At midnight on 1 February 2021, he was together with Aung San Suu Kyi before the coup. He fled across the border to India and evaded the arrest of the military, pretending to be a taxi driver. It was a three-day journey to get to safety.

On 22 February 2021, he was appointed as CRPH's Special Envoy to the United Nations. A few days later, on 4 March 2021, he submitted a letter to the United Nations Security Council requesting the international body to honour its Responsibility to Protect (R2P) commitments with reference to the 2021 Myanmar protests and the violent military response to them.

On 16 April 2021, he was appointed as the Minister of International Cooperation in the cabinet of the newly formed National Unity Government by the members of CRPH.

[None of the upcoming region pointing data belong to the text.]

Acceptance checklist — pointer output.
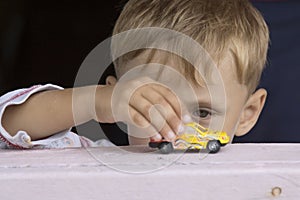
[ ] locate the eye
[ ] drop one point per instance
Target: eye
(202, 113)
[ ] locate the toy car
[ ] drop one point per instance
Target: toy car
(195, 137)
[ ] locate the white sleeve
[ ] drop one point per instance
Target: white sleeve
(22, 140)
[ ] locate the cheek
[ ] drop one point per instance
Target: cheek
(232, 118)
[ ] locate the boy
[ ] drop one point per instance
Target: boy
(232, 32)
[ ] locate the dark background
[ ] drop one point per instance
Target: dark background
(46, 41)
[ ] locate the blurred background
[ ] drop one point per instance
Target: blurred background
(46, 42)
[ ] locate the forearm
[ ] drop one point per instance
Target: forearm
(49, 112)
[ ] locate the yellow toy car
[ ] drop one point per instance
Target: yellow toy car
(195, 137)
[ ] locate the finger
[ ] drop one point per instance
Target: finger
(170, 97)
(156, 137)
(165, 109)
(145, 113)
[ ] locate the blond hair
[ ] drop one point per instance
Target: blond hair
(220, 27)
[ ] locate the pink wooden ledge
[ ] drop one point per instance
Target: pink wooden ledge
(238, 171)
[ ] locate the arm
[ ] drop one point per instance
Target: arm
(48, 112)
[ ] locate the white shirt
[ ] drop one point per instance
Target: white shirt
(22, 140)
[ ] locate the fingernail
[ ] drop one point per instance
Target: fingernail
(170, 135)
(157, 137)
(180, 128)
(186, 119)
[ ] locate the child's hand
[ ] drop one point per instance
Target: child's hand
(143, 103)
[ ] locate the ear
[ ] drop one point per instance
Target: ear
(251, 112)
(111, 80)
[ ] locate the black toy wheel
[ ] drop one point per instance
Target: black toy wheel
(166, 147)
(213, 146)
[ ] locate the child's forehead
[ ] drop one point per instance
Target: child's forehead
(158, 63)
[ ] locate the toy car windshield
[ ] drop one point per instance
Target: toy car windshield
(194, 137)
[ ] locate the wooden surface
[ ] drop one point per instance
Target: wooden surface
(238, 171)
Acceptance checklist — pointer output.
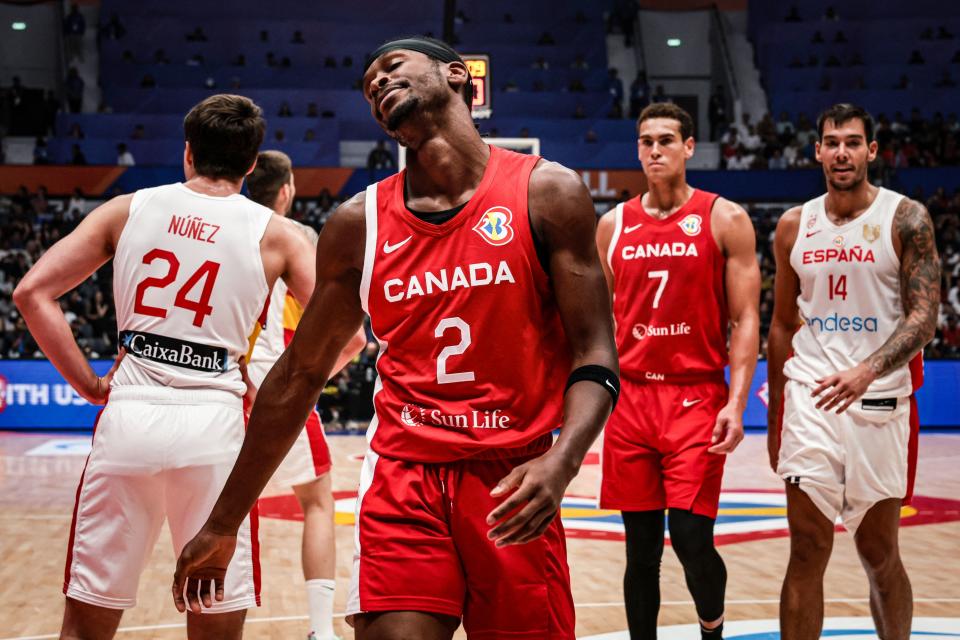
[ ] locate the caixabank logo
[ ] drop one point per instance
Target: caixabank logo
(833, 628)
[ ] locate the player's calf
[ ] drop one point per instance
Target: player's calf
(82, 621)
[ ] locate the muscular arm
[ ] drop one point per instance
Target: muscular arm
(64, 266)
(920, 296)
(292, 386)
(919, 289)
(742, 282)
(564, 218)
(785, 322)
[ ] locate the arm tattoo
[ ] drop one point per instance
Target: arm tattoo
(919, 289)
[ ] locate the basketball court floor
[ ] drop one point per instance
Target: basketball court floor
(39, 473)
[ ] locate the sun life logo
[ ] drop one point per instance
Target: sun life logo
(494, 226)
(691, 224)
(411, 416)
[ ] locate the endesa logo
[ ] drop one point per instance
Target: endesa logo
(641, 331)
(836, 323)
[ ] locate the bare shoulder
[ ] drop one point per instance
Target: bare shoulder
(726, 212)
(554, 184)
(911, 217)
(108, 220)
(350, 214)
(607, 222)
(789, 222)
(788, 226)
(342, 240)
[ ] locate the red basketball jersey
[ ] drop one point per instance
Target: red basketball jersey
(473, 354)
(669, 299)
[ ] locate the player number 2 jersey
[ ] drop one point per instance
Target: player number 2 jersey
(473, 355)
(669, 298)
(849, 294)
(188, 285)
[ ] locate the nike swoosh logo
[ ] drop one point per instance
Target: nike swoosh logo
(390, 248)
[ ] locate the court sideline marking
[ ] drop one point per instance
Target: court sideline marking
(584, 605)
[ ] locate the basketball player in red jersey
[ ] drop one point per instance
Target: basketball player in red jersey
(193, 263)
(306, 468)
(857, 292)
(682, 268)
(484, 288)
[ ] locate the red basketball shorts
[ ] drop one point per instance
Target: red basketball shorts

On 27 November 2025, Sasa submitted a resignation letter to the NUG according to Prime Minister's Office spokesperson, Nay Phone Latt. Once the PMO receives the resignation letter, prime minister Mahn Winn Khaing Thann makes the decision to approve it.

== Lawsuit ==

Sasa was arrested by the Myanmar Police Force in 2021. The Dekkhina District Court issued an arrest warrant on 15 March. He was charged under Section 122 (2) of the Criminal Code for high treason as he had accepted the appointment of Myanmar Representative to the United Nations by the Committee Representing Pyidaungsu Hluttaw (CRPH).